Example preamble snippet picks wrong entry as client IP from comma-separated list

When I first set up Phabricator for my company I noticed at /people/logs/ that all the IPs were the same. This was unexpected since, although we work in the shadow Google’s powerful load balancer, I had followed the preamble docs to extract the client IP from the X-Forwarded-For header.

Yesterday as I was wrestling with the USB vape pen issue, while sniffing HTTP requests server-side I noticed X-Forwarded-For was a list with two IPs; mine was the first, Google’s LB the second (guessing the source IP on the request was one of Kubernetes’s 28 layers of abstraction). The example preamble picks the last entry. Indeed MDN corroborates the first entry being the correct one to use.

After applying the following diff to our preamble, client IPs started showing properly at /people/logs/:

-      $forwarded_for = end($forwarded_for);
+      $forwarded_for = reset($forwarded_for); 

This looks right at first glance, but there a couple of other places in internal infrastructure where we currently take the last element, and I thought derived this element as correct empirically.

These are probably all wrong and “working” only by merit of this list generally having one element, and the part where I derived the behavior was probably a dream, but I want to run them down before making the adjustment in case it’s actually something absurd like “different load balancers have different header chirality”.

I filed this upstream as https://secure.phabricator.com/T13392 until I can follow up.

After looking at this in more detail, I think the current behavior is actually correct for situations with 1 LB layer. In your case, where you effectively have N layers of LBs/proxies, you want to take the Nth-from-last element.

The behavior of AWS ELBs, at least, is to take any X-Forwarded-For header they receive and add , <actual address this request came from> to the end before forwarding the request.
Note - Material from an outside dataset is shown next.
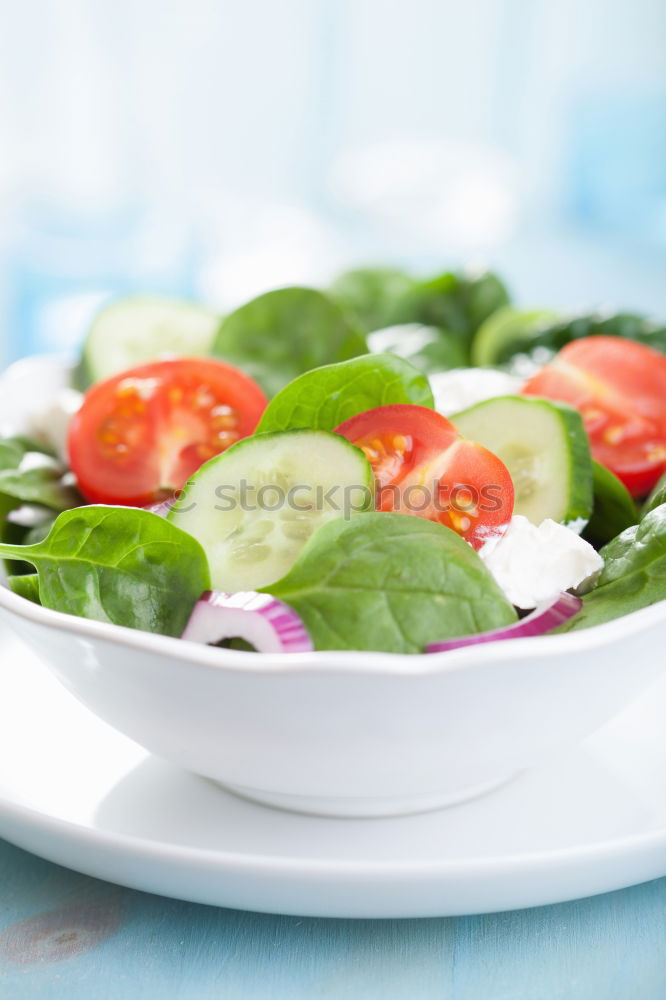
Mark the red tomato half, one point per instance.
(141, 434)
(424, 467)
(619, 387)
This is actually consistent with the MDN page, I think that page is just written in a slightly misleading way. It says this:

X-Forwarded-For: <client>, <proxy1>, <proxy2>

…but this assumes all actors are trustworthy. Another way to describe the header is:

X-Forwarded-For: <lies the client made up>, <lies the device closest to the client made up>, <... maybe more lies ...>, <lies the device closest to the server made up>, <lies the device the device adjacent to the server made up>

That is, the client may send an X-Forwarded-For header with an arbitrary number of made-up elements, and each trustworthy proxy will forward it unmodified, appending real information. When you parse this header, you should take the last element if you trust 1 adjacent device; the second-to-last element if you trust 2 adjacent devices; the third-to-last element if you trust 3 adjacent devices; and so on.
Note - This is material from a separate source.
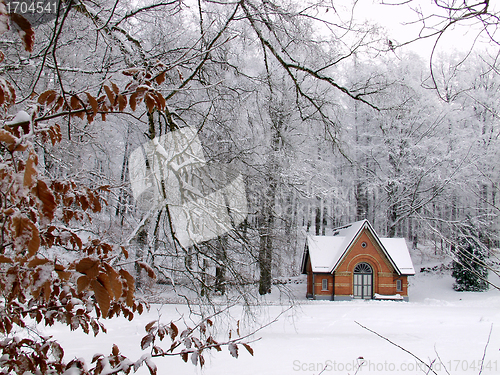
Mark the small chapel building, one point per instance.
(354, 263)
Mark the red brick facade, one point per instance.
(339, 284)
In a setup which uses reset() instead of end(), I believe you can spoof any client IP by making a request like this:

$ curl -H 'X-Forwarded-For: 99.99.99.99' https://phabricator.example.com/

I think you actually want to select the Nth-to-last element, e.g. something in this vein:

// Peel off the K8 virtual LB.
array_pop($forwarded_for);

// Peel off the container network device layer.
array_pop($forwarded_for);

// Peel off the hypervirtual metacontainer indirector.
array_pop($forwarded_for);

// Walking backward from the point of termination, we've pierced
// through all the virtualization layers and the next address is
// a real client device.
$forwarded_for = end($forwarded_for);

I plan to simplify getting this right by providing some kind of preamble_trust_x_forwarded_for($layers = 1) function, since this use case is broadly reasonable and if the original snippet was incorrect the current setup would make it difficult to guide installs on fixing.

1 Like

The change in https://secure.phabricator.com/D20785 should make this easier, and let you just put this in your preamble:

preamble_trust_x_forwarded_for_header(2);

…where 2 is the number of devices in the network path that you control/trust.

Nice, thanks for spending time on this!